ふとよぎったことを口にしてみる。確かに暁登はもてる。整った顔も恵まれた長身も身なりに気遣っているところも、理由として挙げられる。天性で備わっているもの、自らの心掛けで備えているもの。バランスよく整えて嶋河暁登という人物がある。
 もてたくて努力する人も、世の中にはいる。それを否定するつもりはない。ただ、暁登はそこには当て嵌まらない気がした。彼の中の尺度で、最低限しなければいけない身なりを整えているに過ぎず、元来の容姿にも磨きがかかった為に、女性から好かれ易い構図が出来上がったのではないか。

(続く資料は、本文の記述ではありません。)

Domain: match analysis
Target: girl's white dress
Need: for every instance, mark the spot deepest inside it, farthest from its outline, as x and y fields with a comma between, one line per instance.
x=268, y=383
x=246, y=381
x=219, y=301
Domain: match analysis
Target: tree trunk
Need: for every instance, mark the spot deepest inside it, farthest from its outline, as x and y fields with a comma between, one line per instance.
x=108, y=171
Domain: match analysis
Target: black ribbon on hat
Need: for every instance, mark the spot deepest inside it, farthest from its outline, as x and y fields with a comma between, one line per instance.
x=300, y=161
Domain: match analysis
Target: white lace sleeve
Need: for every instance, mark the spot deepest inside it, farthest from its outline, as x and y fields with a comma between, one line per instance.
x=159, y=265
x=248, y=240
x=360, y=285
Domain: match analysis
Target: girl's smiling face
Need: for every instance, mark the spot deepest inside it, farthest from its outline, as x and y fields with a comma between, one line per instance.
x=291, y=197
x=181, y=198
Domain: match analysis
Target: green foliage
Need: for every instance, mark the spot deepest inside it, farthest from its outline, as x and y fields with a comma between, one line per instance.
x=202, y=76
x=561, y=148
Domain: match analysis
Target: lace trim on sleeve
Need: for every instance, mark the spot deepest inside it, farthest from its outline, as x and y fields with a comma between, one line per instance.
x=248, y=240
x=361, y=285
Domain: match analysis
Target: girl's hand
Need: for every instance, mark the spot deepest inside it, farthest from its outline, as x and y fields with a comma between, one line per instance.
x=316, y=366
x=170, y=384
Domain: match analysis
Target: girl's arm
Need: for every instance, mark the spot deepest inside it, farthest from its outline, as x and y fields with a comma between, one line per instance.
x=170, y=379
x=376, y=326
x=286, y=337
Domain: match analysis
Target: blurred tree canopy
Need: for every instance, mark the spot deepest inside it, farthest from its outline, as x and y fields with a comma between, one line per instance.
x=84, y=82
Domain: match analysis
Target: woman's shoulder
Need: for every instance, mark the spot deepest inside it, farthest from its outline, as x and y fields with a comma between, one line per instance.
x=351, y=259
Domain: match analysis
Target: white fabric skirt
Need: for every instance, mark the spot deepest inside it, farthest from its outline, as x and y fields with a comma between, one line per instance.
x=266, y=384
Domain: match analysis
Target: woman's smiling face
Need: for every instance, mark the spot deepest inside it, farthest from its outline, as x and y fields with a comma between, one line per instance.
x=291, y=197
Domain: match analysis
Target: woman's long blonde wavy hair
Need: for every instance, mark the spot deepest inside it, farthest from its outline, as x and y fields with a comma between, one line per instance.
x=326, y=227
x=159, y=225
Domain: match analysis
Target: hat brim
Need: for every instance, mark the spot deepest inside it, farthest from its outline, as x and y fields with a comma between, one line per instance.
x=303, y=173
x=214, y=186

 ふとよぎる直前にそんなことを思い、疑問が飛び出していた。
 虚を突かれたのは暁登だけではないらしい。高輝も梨恵も、お揃いの表情になっていた。
「3人とも変顔」更紗だけが噴き出す。
「南が変なこと訊くからだろ」
 いち早く抜け出た暁登が呆れた声を出す。
「疑問に思ったの。もてないよりはもてた方が一般的にはいいような気がするけどさ、かなりもてるってのはどうなのかなって。僻まれたりすることもあるだろうし、好意を寄せてくる相手を邪険にするタイプでもないじゃない。ただでさえ体面とか常識とか貼り付けなきゃなのに、それ以上のもん付けなきゃいけなくなってそう。窮屈そうだなって、そういうのって辛いのかなって」
 去年のバレンタインを思い出す。
 暁登の後任として引き継いだ取引先の女性社員から、暁登宛のチョコレートを託されそうになったことがあった。告白を決意した矢先、担当替えとなり、更紗に託すのは彼女なりの苦肉の策だった筈だ。

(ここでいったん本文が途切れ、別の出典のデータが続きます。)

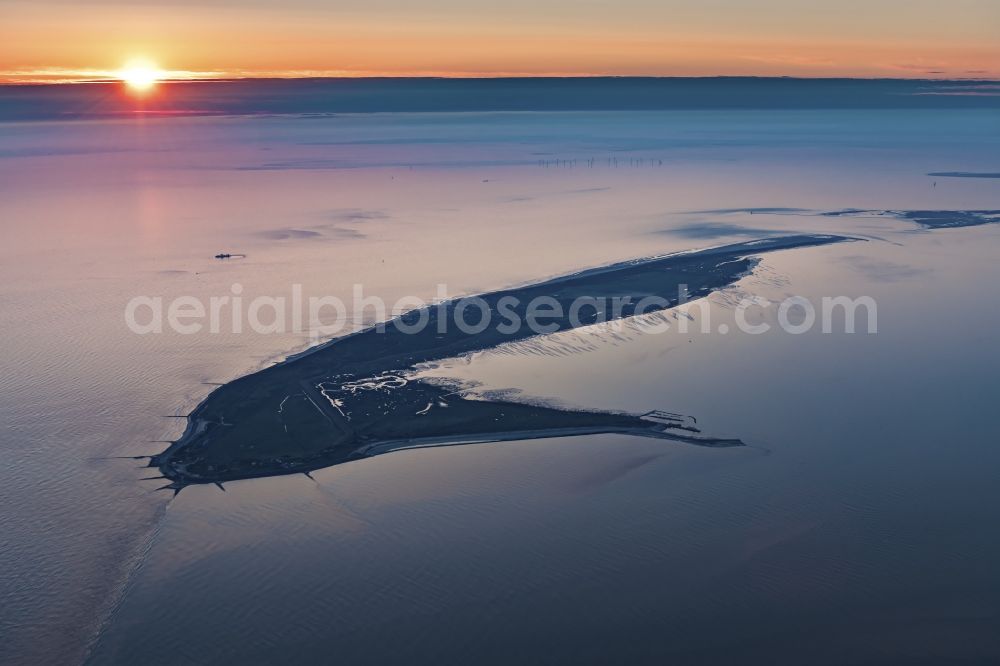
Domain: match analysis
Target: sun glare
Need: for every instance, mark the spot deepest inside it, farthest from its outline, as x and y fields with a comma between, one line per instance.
x=140, y=76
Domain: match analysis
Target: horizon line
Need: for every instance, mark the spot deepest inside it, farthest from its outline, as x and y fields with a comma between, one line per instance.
x=983, y=77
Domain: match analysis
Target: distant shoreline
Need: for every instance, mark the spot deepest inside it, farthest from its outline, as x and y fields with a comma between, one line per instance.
x=319, y=96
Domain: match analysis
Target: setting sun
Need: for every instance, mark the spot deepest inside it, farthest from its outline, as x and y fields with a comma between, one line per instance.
x=140, y=76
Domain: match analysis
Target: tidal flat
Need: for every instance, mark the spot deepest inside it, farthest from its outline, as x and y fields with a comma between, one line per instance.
x=350, y=398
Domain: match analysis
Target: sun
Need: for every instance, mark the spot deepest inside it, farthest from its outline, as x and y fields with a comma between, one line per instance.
x=140, y=75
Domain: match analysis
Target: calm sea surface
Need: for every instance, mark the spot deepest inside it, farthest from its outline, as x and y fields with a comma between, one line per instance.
x=859, y=526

 気持ちは汲めた。必死さも本気度も、伝わった。でも、更紗は断った。
 面倒臭いとか自分には無関係のことだからとか、そんな理由ではない。本気ならば直接渡すべきだし、更紗を介してしまえば、暁登は受け取るしかなくなる。受け取る側の選択肢を限らせてしまう。
 意図しない流れに逆らえないことは往々にしてある。それでも、回避する術があるのなら、掬い取りたかった。断ることによって、更紗はほんの少しの代償を払うことにはなったけれど、自分ではない誰かの選択肢を強制的に限らせてしまうよりは、遥かにいい。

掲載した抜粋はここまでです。